Colorectal cancer cells trigger a set of genes similar to those found in intestinal stem cells, scientists at the Institute for Research in Biomedicine have discovered.
They proposed that patients with colorectal cancer undergo genetic tests of their intestinal epithelium in order to predict a higher risk of relapse.
The results of the study, led by ICREA researcher Eduard Batlle, offer new possibilities for diagnosing and treating the disease.
Colon cancer is the second cause of death by cancer worldwide. Current treatment for the disease normally involves a combination of surgery and chemotherapy.
Most patients who are treated successfully go into remission, but nearly 40 percent relapse within months or years, when the cancer returns or metastasizes.
"This shows us that there are cells within the tumour that regenerate the disease, but we still know very little about the biological reasons why," said Batlle.
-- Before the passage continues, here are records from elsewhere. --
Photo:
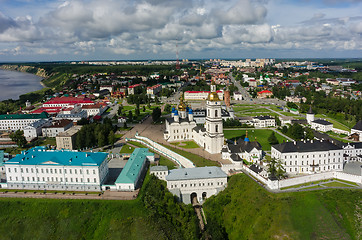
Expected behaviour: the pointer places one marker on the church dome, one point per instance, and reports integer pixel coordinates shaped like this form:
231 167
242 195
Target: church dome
213 97
182 106
246 139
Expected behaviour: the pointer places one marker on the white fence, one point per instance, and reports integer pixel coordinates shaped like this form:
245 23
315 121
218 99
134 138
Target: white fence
180 160
297 180
340 131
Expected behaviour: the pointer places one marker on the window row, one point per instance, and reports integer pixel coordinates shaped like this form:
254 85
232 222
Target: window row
52 179
51 170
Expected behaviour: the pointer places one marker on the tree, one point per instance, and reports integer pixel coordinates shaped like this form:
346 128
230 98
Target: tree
309 134
272 139
137 112
101 139
111 138
83 121
167 108
119 111
130 116
156 114
276 169
18 137
277 121
157 101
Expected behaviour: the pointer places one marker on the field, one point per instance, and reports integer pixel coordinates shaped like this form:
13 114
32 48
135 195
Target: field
127 149
254 110
187 144
196 159
260 134
336 124
163 160
247 211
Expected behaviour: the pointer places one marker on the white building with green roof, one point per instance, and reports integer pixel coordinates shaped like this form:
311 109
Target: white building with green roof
15 122
130 177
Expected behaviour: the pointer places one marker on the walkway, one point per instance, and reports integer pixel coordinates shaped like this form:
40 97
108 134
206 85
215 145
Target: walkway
107 195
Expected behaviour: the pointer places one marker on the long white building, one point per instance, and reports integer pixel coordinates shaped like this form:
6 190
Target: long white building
42 169
33 130
189 183
19 121
309 157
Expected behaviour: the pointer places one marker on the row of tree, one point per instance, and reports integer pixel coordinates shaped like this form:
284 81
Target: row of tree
96 135
297 132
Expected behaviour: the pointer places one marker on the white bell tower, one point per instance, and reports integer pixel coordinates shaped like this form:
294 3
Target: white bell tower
214 138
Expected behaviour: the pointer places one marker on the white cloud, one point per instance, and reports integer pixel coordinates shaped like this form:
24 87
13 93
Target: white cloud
139 27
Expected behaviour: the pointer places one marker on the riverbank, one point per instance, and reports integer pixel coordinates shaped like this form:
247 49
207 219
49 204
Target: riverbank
26 69
15 83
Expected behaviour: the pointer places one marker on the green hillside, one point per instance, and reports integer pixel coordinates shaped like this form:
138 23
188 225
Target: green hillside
154 215
245 210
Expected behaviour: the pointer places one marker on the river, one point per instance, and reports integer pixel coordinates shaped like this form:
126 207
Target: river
13 84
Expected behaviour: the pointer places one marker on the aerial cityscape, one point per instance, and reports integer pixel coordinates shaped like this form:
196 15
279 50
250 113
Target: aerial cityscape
153 119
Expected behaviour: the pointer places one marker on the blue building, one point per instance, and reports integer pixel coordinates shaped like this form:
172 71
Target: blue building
42 169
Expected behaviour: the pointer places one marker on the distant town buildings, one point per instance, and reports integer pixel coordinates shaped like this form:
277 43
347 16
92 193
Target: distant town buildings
265 94
357 129
182 126
66 140
57 126
201 95
19 121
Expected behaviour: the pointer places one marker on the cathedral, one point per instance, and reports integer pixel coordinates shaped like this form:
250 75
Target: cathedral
181 125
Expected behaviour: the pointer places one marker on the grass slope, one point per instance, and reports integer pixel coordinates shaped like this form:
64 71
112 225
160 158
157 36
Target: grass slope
260 134
154 215
163 160
247 211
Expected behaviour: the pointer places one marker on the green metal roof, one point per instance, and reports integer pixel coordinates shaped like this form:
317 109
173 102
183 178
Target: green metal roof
24 116
40 156
134 165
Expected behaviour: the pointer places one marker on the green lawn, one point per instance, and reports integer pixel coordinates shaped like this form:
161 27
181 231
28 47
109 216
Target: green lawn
245 210
196 159
260 134
127 149
313 187
336 184
163 160
188 144
336 123
351 183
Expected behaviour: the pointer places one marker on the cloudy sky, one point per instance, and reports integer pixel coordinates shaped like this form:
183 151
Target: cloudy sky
53 30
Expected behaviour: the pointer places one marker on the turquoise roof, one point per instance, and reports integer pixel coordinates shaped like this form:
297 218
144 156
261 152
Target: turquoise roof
24 116
2 157
134 165
41 156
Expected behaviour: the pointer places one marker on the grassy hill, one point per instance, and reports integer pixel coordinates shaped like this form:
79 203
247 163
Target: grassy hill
245 210
154 215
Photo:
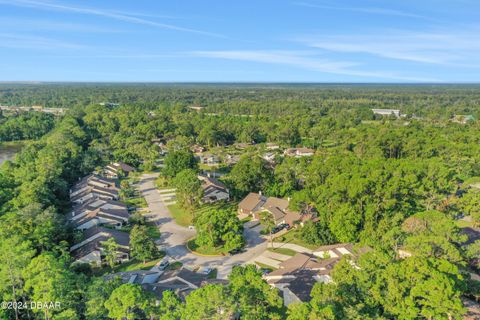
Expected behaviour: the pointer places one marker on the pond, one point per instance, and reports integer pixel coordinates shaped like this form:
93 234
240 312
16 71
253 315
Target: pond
8 150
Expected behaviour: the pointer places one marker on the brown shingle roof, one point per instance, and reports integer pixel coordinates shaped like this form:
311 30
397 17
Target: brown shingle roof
251 201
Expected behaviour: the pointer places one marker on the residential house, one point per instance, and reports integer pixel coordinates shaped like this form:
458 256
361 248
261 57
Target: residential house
387 112
92 192
116 169
255 203
92 180
101 216
243 145
213 190
90 249
269 157
231 159
197 149
92 204
209 159
296 276
299 152
181 281
272 146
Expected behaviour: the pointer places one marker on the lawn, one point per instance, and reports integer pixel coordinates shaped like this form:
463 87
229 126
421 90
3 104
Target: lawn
206 250
464 223
264 266
137 202
175 265
153 231
182 217
293 236
185 218
285 251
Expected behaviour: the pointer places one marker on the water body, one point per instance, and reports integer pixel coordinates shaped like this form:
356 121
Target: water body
8 151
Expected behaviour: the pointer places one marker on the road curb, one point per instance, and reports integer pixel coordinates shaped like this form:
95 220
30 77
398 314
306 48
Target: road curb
200 254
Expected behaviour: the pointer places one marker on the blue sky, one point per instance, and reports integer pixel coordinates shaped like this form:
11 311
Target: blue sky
240 41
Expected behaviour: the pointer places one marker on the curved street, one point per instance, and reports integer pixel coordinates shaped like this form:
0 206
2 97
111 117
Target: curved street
174 236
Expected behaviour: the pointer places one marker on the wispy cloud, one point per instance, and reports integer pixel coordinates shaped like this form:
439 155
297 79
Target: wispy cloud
17 41
107 14
443 48
49 25
366 10
305 60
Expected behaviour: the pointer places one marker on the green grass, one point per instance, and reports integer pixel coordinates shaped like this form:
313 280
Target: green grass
182 217
185 218
464 224
293 236
153 231
213 274
206 250
175 265
137 202
285 251
264 266
163 191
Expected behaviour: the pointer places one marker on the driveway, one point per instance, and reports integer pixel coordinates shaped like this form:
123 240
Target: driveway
174 236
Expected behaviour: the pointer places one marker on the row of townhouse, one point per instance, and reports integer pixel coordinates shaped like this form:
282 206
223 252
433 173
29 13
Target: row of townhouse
181 281
98 214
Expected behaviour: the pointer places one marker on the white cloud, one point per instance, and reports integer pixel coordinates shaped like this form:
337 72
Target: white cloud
16 41
305 60
442 48
367 10
105 13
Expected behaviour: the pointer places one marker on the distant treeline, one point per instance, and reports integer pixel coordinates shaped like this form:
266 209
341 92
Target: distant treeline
434 101
25 126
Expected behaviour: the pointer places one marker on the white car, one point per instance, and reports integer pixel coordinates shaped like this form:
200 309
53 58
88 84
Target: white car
163 264
204 270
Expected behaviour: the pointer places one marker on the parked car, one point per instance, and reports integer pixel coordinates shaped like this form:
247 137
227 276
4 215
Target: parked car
276 229
285 226
204 270
163 264
265 271
236 251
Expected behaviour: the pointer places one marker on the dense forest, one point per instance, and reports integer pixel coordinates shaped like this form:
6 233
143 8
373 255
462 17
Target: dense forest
382 182
436 101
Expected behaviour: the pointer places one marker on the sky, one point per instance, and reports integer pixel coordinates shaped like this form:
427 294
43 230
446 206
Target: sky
365 41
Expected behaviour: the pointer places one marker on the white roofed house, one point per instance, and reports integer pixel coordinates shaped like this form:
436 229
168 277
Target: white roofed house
213 190
92 180
92 204
209 159
296 276
256 203
90 249
117 169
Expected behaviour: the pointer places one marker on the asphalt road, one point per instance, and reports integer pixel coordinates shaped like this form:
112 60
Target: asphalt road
174 236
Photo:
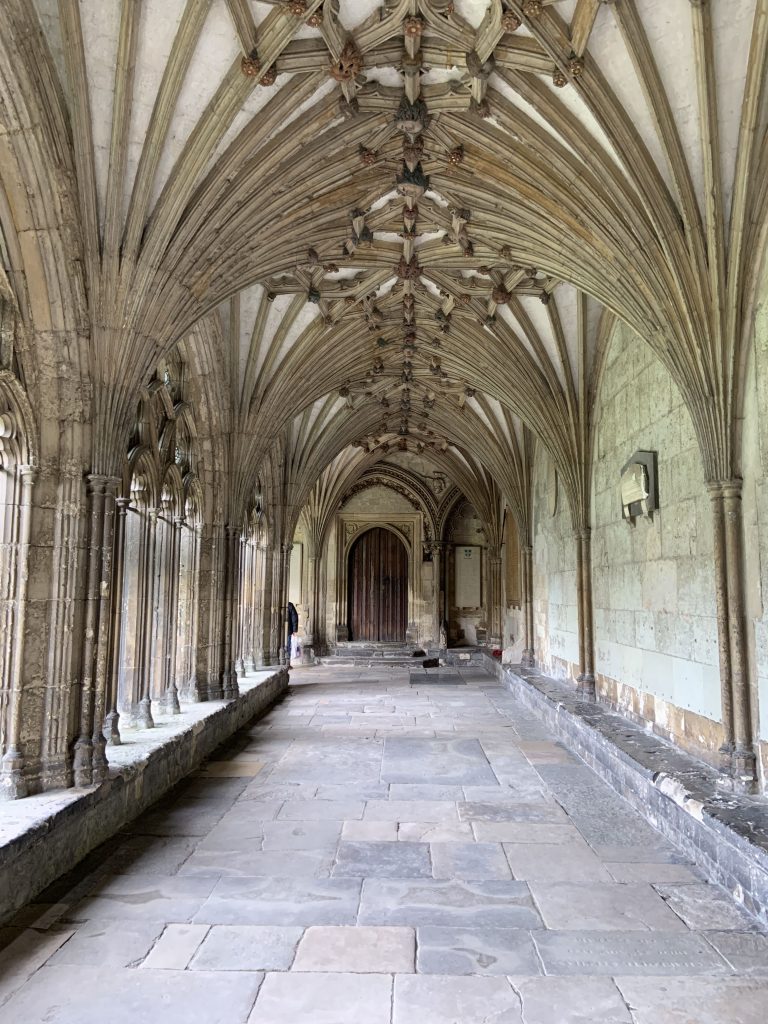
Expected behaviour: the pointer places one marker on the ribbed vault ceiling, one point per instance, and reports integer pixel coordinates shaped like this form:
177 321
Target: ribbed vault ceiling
417 220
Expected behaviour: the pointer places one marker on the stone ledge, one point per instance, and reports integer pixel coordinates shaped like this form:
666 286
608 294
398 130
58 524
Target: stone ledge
723 833
44 836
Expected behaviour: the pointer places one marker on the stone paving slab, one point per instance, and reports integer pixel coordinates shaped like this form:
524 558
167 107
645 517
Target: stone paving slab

The study has uncovered a close relation between intestinal stem cells (non-specialised cells that generate all cells within the intestine) and colorectal cancer.
The researchers compared genes that are activated in cells from a healthy intestine - both stem cells and specialised cells - with the genes that are activated in tumour cells taken from patients.
"Our results show that patients with colon cancer have a set of genes activated that is very similar to the set activated in stem cells. The more genes they have activated in common, the more likely it is that the patient's cancer will spread and relapse.
These stem cell genes become activated in a subset of cells in the tumour, called "tumour stem cells".
When Batlle's team transplanted these cells into mice, tumours formed. Their results add to the growing hypothesis that cancer organizes itself hierarchically, in such a way that only specific cells, "tumour stem cells", are able to initiate and propagate the cancer.
The study was published online this week in Cell Stem Cell.